All of the Republican preoccupation with immigrants is propped up by GOP political messaging that embraces falsehoods and mainstreams extremism – a brand of nativist politics that hasn’t paid off in general elections going back to 2017.
- Republicans’ mainstreaming of white nationalist conspiracies and falsehoods around “invasion” and “great replacement” theories continues, despite the connection to real world violence in El Paso, Buffalo, Pittsburgh and elsewhere.
- America’s Voice’s ongoing tracking has identified more than 500 examples of elected Republicans or GOP campaigns that employed the white nationalist “great replacement” conspiracy theory over the last year – this comes after 700 examples of Republicans echoing these white nationalist conspiracy theories in the ‘22 election cycle.

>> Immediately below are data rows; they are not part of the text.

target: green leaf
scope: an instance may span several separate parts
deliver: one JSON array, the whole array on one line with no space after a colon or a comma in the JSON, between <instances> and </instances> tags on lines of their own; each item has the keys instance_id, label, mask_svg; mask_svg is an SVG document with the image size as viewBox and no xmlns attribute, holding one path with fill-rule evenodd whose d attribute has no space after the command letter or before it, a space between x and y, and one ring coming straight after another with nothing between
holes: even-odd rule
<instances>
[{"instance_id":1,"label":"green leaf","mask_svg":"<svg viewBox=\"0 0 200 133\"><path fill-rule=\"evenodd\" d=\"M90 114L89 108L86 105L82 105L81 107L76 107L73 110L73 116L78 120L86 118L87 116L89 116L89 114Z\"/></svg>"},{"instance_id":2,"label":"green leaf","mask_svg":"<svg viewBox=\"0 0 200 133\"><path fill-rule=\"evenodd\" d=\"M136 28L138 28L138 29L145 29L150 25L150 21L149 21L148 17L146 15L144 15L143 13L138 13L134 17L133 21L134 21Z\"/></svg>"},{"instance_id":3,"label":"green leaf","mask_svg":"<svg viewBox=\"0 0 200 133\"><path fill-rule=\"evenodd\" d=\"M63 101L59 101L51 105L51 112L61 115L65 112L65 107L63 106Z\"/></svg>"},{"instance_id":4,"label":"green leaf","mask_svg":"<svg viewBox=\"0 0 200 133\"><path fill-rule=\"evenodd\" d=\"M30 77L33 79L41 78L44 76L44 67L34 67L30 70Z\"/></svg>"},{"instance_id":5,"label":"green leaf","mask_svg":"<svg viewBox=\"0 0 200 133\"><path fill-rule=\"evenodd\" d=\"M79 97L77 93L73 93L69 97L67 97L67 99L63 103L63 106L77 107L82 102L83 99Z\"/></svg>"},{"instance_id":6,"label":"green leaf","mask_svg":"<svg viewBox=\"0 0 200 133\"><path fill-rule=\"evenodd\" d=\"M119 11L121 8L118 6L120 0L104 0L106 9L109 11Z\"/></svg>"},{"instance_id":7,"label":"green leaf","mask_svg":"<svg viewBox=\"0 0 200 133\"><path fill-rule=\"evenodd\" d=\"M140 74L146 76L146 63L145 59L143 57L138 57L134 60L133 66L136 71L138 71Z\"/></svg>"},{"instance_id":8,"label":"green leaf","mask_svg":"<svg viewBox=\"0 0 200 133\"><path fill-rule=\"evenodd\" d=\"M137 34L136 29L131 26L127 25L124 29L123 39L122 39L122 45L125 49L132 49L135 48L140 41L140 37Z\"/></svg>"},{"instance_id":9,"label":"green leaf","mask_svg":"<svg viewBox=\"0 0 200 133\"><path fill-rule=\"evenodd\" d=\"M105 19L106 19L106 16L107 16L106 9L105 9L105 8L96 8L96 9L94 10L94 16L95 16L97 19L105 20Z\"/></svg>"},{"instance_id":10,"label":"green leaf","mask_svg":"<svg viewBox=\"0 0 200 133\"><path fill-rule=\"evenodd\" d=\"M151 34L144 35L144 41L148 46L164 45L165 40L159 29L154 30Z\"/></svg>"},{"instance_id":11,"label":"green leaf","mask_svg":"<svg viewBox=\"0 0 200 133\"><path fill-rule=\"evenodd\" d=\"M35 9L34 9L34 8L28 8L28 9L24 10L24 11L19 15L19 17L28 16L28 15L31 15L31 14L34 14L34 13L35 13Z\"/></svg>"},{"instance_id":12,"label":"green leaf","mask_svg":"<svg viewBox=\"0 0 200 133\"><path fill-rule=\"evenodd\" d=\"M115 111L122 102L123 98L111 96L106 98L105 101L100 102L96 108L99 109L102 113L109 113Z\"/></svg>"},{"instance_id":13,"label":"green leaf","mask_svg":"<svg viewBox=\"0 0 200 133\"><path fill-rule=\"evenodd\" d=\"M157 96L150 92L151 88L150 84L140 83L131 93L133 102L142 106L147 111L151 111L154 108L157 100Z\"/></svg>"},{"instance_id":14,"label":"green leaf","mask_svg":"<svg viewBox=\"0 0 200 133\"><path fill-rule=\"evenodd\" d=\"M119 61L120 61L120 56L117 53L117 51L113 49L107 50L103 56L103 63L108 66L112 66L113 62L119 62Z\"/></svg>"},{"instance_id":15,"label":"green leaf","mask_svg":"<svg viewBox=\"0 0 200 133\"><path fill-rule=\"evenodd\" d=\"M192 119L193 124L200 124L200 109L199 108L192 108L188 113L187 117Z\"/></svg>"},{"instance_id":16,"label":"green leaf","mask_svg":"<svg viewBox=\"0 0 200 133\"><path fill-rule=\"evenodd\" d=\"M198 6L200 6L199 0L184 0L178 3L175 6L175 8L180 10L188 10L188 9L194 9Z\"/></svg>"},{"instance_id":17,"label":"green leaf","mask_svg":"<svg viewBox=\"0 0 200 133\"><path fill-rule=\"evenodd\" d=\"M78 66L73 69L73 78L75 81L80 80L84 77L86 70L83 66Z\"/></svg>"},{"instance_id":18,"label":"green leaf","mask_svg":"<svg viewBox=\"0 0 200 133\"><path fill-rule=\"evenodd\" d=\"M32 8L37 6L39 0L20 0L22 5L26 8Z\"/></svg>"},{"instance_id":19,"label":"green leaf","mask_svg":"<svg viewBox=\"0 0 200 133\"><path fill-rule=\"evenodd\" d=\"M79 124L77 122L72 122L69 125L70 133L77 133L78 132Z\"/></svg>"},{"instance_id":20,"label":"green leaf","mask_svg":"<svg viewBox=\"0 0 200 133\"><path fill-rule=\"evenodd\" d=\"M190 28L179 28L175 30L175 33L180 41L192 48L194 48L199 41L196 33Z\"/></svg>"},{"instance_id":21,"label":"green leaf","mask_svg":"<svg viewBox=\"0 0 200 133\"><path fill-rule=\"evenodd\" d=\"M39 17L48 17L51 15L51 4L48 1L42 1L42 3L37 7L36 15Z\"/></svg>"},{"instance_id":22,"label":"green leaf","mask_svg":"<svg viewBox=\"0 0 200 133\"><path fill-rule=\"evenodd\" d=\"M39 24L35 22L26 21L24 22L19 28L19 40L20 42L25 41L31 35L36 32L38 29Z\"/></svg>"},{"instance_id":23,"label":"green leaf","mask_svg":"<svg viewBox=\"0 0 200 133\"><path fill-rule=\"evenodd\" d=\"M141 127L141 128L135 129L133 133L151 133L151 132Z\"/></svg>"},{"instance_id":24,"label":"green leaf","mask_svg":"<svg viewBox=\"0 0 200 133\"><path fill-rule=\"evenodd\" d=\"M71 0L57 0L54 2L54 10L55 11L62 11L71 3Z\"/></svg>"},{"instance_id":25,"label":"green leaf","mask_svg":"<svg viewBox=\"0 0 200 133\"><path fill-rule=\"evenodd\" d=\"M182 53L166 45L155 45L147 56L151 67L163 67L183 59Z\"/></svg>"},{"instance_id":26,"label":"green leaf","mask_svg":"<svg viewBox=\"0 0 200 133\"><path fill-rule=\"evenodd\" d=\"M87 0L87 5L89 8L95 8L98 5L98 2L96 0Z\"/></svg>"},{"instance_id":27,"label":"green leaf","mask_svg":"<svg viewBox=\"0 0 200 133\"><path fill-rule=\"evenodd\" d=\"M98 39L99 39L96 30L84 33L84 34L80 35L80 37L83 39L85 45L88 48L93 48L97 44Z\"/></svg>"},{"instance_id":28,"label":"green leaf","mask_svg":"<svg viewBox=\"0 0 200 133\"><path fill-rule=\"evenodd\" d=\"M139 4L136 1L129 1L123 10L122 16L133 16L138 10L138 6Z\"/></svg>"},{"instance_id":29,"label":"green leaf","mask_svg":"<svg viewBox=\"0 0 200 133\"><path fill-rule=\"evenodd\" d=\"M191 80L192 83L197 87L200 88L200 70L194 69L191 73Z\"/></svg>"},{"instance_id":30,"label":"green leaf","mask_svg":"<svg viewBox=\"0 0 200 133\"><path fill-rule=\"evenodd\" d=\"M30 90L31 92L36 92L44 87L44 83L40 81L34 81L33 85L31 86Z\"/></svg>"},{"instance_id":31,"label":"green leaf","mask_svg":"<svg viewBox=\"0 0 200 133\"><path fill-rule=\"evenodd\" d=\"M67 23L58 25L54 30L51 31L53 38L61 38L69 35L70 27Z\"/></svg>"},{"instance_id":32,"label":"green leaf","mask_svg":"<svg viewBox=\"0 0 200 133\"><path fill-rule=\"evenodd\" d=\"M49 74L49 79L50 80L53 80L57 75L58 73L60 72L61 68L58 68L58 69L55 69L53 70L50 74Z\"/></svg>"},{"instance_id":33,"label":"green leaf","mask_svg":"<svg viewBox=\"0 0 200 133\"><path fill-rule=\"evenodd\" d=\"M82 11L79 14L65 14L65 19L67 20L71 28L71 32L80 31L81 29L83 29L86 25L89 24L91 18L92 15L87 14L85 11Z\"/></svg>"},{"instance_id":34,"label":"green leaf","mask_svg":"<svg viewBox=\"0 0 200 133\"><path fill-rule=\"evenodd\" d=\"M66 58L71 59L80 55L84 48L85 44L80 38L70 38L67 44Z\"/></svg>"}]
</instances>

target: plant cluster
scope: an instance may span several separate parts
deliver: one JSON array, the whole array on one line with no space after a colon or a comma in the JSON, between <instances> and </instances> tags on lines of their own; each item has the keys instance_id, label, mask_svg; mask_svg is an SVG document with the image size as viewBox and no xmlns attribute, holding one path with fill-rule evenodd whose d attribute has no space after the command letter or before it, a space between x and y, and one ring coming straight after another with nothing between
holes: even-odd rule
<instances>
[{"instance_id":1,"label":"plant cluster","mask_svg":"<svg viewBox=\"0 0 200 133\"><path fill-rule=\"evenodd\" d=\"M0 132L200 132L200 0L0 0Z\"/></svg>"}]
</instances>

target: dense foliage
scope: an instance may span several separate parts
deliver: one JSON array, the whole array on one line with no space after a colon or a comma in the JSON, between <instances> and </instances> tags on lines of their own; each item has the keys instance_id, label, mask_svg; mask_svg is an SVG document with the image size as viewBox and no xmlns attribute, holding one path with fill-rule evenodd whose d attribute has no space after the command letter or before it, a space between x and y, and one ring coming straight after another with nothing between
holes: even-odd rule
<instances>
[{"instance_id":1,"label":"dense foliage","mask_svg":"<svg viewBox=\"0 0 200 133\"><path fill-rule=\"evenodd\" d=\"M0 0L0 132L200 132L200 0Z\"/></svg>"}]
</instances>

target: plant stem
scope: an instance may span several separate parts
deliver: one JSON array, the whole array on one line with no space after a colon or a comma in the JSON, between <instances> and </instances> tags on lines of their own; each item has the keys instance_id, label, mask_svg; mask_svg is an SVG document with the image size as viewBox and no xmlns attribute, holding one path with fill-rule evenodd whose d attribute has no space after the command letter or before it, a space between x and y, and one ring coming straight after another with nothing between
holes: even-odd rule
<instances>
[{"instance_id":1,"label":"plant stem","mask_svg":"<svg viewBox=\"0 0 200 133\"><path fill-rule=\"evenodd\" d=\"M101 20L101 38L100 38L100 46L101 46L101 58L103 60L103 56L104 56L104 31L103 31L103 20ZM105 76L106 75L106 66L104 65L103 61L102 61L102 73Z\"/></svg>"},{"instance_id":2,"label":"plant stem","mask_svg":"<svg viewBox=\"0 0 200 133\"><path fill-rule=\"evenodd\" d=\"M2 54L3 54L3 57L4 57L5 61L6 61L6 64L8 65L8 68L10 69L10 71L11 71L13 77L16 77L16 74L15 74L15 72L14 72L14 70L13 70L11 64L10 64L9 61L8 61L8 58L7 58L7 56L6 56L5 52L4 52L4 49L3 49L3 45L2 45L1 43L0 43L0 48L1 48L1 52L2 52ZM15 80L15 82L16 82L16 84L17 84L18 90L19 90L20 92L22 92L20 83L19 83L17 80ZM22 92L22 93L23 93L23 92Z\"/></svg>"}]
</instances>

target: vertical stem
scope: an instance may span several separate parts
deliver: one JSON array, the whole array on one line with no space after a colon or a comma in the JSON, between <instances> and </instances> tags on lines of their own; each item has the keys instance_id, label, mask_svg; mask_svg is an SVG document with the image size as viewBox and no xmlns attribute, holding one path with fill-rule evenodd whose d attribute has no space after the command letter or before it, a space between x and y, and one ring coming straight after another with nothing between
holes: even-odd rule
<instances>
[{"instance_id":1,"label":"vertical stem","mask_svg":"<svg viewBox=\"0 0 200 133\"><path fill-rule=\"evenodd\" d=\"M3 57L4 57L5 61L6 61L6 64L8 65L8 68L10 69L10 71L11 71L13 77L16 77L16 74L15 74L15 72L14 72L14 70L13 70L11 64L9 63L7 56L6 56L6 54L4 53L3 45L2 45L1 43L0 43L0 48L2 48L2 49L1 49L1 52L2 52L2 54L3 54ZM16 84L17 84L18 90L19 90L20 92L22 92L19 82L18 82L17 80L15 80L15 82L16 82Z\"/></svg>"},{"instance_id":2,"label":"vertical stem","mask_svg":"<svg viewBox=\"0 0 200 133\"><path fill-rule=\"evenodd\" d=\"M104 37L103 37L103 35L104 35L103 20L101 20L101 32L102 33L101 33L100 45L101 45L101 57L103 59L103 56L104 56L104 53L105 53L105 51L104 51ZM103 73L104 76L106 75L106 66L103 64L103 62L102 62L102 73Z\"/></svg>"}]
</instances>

- Unfortunately, the GOP presidential primary is only escalating this mainstreaming of dangerous ideas: For example, Ron DeSantis is making calls for deadly violence at the border in his stump speech and his pledge to leave threats “stone cold dead” is featured in DeSantis ads and fundraising
- This escalates the trend from the past several cycles, when the GOP has invested heavily on nativist political messaging, despite the fact it has largely failed to deliver in general elections going back to 2017.
According to Vanessa Cárdenas, America’s Voice Executive Director:
“We can either step up as a country and address the current challenges from a place of solutions, orderliness, and embracing our values. Or we can allow the naysayers and their fear, disinformation, and zero-sum mentality to rule the day. Americans see immigrants and their desire to make America their home as a valuable resource to be managed, while Republicans view immigrants as a threat to be targeted with violence and anger. The current immigration moment is a result of years of inaction where grandstanding has triumphed in politics over grand bargains and compromises.
Despite the demagoguery on this issue, there is a path forward if the state and federal government work together. Ultimately, what we need is to overhaul and reform our immigration system to legalize people who are here and provide legal pathways for future migration based on our needs so that we have greater control over who is here, who is coming, and how we are moving forward as a country together.”